Le sujet est grave. Un suicide, une guerre, un enterrement s'articulent, s'entrechoquent, se succèdent, se précèdent ou se bousculent dans la tête du personnage principal Joachim.

Pour être plus claire, Joachim est photographe de guerre. Il a vingt ans et part à Sarajevo pendant deux mois. Il garde très présent le suicide de sa soeur Viviane. Un drame pareil ne peut pas s'oublier. Quelques années plus tard il se rend à l'enterrement de son père. Il a quarante-cinq ans. le film de sa vie s'impose à lui. Des retours sur image, son enfance, ses manques, ses interprétations.

En lisant ce livre j'ai tracé une courbe assez cohérente entre les points marqués par l'auteur. le coup de tonnerre lorsque Viviane s'est suicidée, les bombes entendues à Sarajevo et toujours cette caméra qui se ballade obstinément entre les souvenirs et la réalité, entre une enfance feutrée et pourtant construite sur « du mou » et la guerre si dure qui ne cache rien de son acharnement cruel et violent. J'ai vu peut-être un pont entre la disparition de Viviane, disparition volontaire, irrémédiable, laissant sa traîne de doutes et de culpabilité, et le métier de Joachim qui décide à vingt ans de photographier la guerre, de la fixer droit dans les yeux, d'immortaliser des images alors qu'il n'a rien vu du désarroi de sa soeur, rien vu de l'urgence de la situation. A t-il voulu réparer ?

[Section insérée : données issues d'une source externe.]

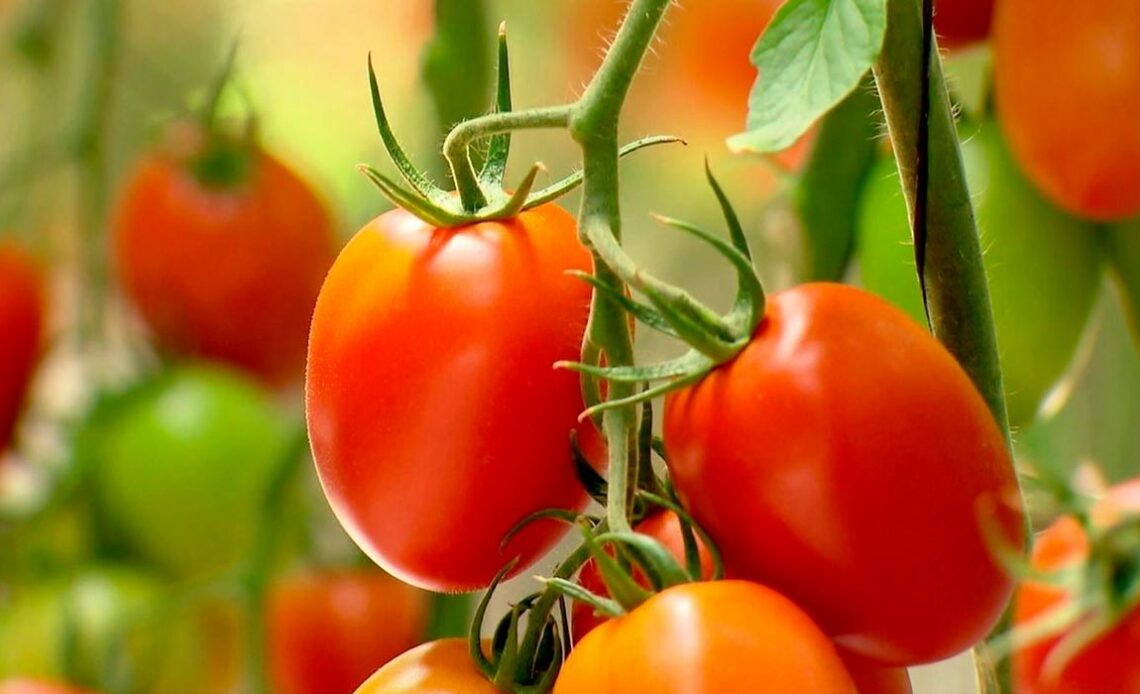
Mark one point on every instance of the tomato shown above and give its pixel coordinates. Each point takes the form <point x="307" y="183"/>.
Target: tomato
<point x="961" y="23"/>
<point x="1027" y="243"/>
<point x="102" y="620"/>
<point x="436" y="417"/>
<point x="440" y="667"/>
<point x="32" y="686"/>
<point x="661" y="525"/>
<point x="1107" y="664"/>
<point x="225" y="271"/>
<point x="181" y="464"/>
<point x="1067" y="87"/>
<point x="22" y="326"/>
<point x="330" y="631"/>
<point x="845" y="458"/>
<point x="719" y="636"/>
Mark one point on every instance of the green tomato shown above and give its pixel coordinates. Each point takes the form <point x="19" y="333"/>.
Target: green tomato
<point x="106" y="627"/>
<point x="1043" y="267"/>
<point x="181" y="465"/>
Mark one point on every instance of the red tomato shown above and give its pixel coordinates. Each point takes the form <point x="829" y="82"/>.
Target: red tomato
<point x="1107" y="664"/>
<point x="225" y="271"/>
<point x="33" y="686"/>
<point x="328" y="633"/>
<point x="845" y="458"/>
<point x="436" y="417"/>
<point x="1067" y="83"/>
<point x="961" y="23"/>
<point x="441" y="667"/>
<point x="719" y="636"/>
<point x="661" y="525"/>
<point x="22" y="327"/>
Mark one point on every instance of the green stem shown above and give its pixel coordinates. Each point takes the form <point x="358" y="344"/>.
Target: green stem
<point x="954" y="280"/>
<point x="92" y="166"/>
<point x="456" y="147"/>
<point x="594" y="127"/>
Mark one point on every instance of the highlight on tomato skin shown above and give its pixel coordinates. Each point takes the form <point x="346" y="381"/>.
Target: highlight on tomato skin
<point x="22" y="325"/>
<point x="1067" y="89"/>
<point x="224" y="270"/>
<point x="328" y="631"/>
<point x="845" y="441"/>
<point x="717" y="636"/>
<point x="442" y="667"/>
<point x="436" y="418"/>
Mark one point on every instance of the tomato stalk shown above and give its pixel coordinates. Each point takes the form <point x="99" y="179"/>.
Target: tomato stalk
<point x="947" y="251"/>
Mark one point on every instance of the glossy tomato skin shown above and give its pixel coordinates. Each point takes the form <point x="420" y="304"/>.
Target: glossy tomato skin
<point x="229" y="271"/>
<point x="846" y="459"/>
<point x="330" y="631"/>
<point x="1067" y="87"/>
<point x="719" y="636"/>
<point x="22" y="326"/>
<point x="436" y="416"/>
<point x="961" y="23"/>
<point x="1028" y="245"/>
<point x="37" y="686"/>
<point x="440" y="667"/>
<point x="181" y="465"/>
<point x="661" y="525"/>
<point x="1107" y="664"/>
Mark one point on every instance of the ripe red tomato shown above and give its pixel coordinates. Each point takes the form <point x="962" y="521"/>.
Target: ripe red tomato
<point x="225" y="271"/>
<point x="328" y="633"/>
<point x="440" y="667"/>
<point x="1107" y="664"/>
<point x="718" y="636"/>
<point x="961" y="23"/>
<point x="22" y="326"/>
<point x="436" y="417"/>
<point x="1067" y="83"/>
<point x="661" y="525"/>
<point x="845" y="458"/>
<point x="34" y="686"/>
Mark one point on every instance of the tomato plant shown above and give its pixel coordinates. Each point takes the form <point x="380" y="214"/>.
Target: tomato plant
<point x="454" y="425"/>
<point x="719" y="636"/>
<point x="102" y="625"/>
<point x="661" y="525"/>
<point x="224" y="253"/>
<point x="330" y="631"/>
<point x="1028" y="243"/>
<point x="1067" y="84"/>
<point x="181" y="463"/>
<point x="441" y="667"/>
<point x="819" y="452"/>
<point x="1108" y="663"/>
<point x="22" y="326"/>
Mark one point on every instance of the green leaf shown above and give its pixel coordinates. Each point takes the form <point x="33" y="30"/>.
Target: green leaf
<point x="813" y="55"/>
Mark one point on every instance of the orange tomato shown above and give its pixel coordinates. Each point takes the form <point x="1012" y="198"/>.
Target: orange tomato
<point x="440" y="667"/>
<point x="22" y="327"/>
<point x="1067" y="83"/>
<point x="719" y="636"/>
<point x="328" y="631"/>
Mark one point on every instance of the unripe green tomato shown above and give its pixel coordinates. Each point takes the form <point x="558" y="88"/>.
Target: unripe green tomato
<point x="100" y="627"/>
<point x="181" y="465"/>
<point x="1043" y="266"/>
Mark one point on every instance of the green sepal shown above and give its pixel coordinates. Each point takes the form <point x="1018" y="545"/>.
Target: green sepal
<point x="498" y="149"/>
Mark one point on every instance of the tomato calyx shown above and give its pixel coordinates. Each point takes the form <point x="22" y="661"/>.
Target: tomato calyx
<point x="1100" y="585"/>
<point x="713" y="339"/>
<point x="480" y="196"/>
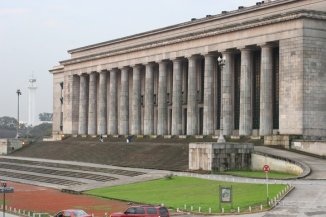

L'écriture est poétique et sensible. Il est bien difficile d'explorer tant de sentiments forts, de passer son stylo sur tant de cicatrices à peine fermées sans avoir le talent d'émouvoir. Et j'ai souvent été émue !

J'ai trouvé, entre autre, le passage sur l'angoisse particulièrement savoureux parce que tellement bien dit, tellement juste et décrit avec de si belles images. Je le noterai avec grand plaisir dans les citations si ce n'est déjà fait.

Cependant, pour être honnête, j'ai buté sur des passages un peu trop ampoulés à mon goût. L'auteur nous parle « d'ourlet du sommeil simulé » « de la tôle ondulée de sa cage thoracique », « d'homogénéité amoureuse » de « La mère qui dérivait dans une temporalité de plus en plus lacunaire » « d'un laps de temps, pièce maîtresse dans l'architecture du hasard ».
Des phrases directes, épurées se seraient intégrées à merveille dans ce contexte me semble t-il..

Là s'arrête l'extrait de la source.